挿絵の画像を作成する際には、「Ainova AI」と「Gemini AI」を使用させて頂きました。

 すっかり夜の帳が下りた住宅地を、私こと樮川(ほくそがわ)イナミは足早に進んでいたの。

「ああ、本当に寒いなぁ!まるで体温を奪われるみたい…コートでも着れば良かった。」

 昼間の温かさに油断して防寒着なしで予備校へ行ったのを後悔しながら、只管に家路を急ぐ。

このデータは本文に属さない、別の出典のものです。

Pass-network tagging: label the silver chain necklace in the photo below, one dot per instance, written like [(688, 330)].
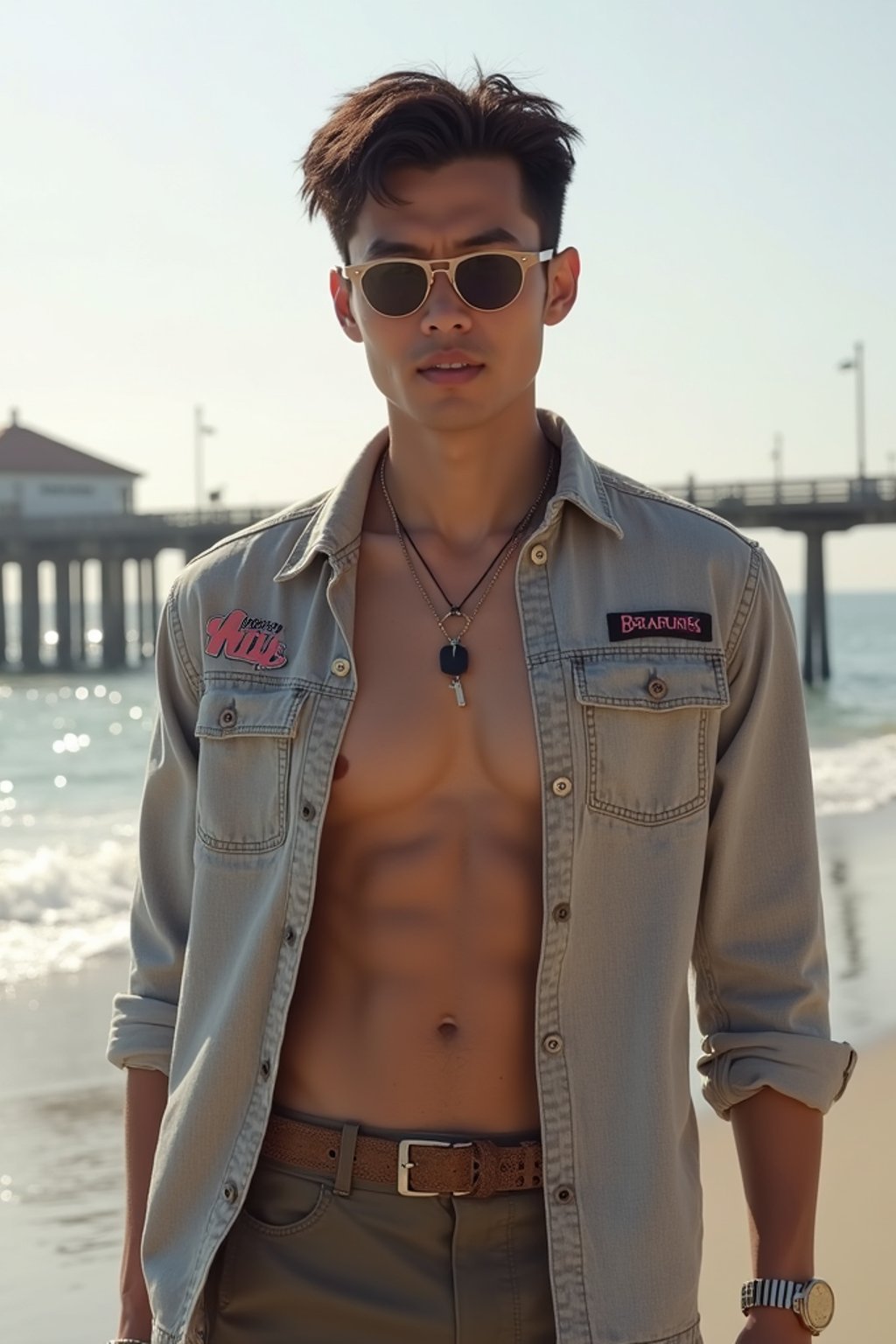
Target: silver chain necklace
[(454, 657)]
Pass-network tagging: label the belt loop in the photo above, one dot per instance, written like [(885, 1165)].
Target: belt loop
[(346, 1158)]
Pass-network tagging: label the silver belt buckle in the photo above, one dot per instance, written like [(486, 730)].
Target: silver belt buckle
[(404, 1164)]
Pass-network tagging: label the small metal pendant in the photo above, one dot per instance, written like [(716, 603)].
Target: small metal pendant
[(454, 659)]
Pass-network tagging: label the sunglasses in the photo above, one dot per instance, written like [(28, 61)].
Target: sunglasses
[(486, 281)]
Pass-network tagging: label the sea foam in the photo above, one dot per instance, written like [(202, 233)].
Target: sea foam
[(60, 905)]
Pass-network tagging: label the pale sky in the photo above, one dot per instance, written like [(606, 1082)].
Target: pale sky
[(734, 203)]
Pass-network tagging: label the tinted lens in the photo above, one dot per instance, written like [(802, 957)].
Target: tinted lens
[(488, 281), (396, 288)]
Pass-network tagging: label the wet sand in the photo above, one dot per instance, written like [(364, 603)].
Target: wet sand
[(62, 1195)]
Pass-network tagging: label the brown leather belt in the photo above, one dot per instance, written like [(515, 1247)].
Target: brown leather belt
[(474, 1167)]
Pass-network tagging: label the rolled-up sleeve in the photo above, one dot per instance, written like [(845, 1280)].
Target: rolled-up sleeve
[(760, 960), (143, 1023)]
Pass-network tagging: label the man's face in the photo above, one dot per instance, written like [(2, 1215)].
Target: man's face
[(448, 207)]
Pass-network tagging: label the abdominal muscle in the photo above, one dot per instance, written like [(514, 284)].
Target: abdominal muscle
[(416, 996), (414, 1004)]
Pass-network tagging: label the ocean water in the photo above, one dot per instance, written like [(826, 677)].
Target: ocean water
[(73, 752)]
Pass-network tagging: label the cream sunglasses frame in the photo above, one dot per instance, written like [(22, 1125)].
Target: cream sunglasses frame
[(448, 265)]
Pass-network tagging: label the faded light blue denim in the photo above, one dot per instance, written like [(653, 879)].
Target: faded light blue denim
[(679, 831)]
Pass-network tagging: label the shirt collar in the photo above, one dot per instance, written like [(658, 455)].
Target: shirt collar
[(333, 528)]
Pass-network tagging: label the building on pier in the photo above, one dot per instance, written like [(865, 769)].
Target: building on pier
[(43, 478), (121, 541), (43, 484)]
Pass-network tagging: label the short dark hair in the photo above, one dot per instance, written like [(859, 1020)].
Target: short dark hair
[(413, 118)]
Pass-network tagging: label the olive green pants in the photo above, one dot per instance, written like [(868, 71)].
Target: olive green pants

 一刻も早く、こたつで暖を取りながら夜食の鍋焼きうどんを啜りたかったよ。

「そうだ!あまり褒められた真似じゃないけど…」

 だから帰り道を短縮するべく、月極駐車場を突っ切るルートを選んだんだよね。


 ところが…

「えっ、アパートが建ってる!?朝に見た時は駐車場だったのに!?」

 それが突貫工事で建てたのではない事は、壁面や屋根瓦の傷み具合からも一目瞭然だった。

「仕方ないな、それなら正規のルートを辿って…」

 気を取り直して回れ右をしようとした、その時だった。

挿絵(By みてみん)

「えっ!?」

 突如として紅蓮の炎が燃え上がり、アパートを舐め尽くしたのは。

 今にして思えば、不思議な点は幾らでもあった。

 火の勢いの割には近隣の家に延焼する気配がないし、アパートを飲み込んだ炎は全く私の頬を照らさなかった。

 だけど当時の私には、それどころではなかったの。

「うわあっ!火事だ、火事だ、火事だあ〜!」

 無様に何度も躓きながら、その場を離れて大声を上げるのが関の山だったよ。


 運良く見つけたパトロール中の警官の腕を連れて元の場所に戻った私は、更なる衝撃に打ちのめされたんだ。

「あの…火災現場は何処ですか?」

「えっ!?」

 怪訝そうな警官に促されて視線を向けた先には、月極駐車場があるばかりだった。

「貴女の仰る通り、ここでアパートが全焼する火事があったんですよ。電気こたつの布団が燃え上がってね。しかしそれは5年も前の話で、それ以来あの土地は月極駐車場として使われているんですよ。」

「ええ…」

 私達一家が中古住宅を買ってこの地に移り住んだのは、堺県立御子柴高校へ進学したのと時を同じくする今年の4月の事だった。

 私達が引っ越す前に、そんな事が起きていたなんて…

「そう言えば火事があったのは、ちょうど5年前の今日だったかな…」

 警官の何気ない一言に、私は冷水を浴びせられたのように身を震わせるのだった。

 もしやあれは、火事で丸焼けになったアパートの幽霊ではないだろうか…

「今日は電気こたつじゃなくてエアコンにしようかな。幾ら寒くても、火事になったら洒落にならないし…」

 冬の冷気とは異なる寒気に身を震わせながら、私は一目散に自宅へ逃げ帰ったんだ。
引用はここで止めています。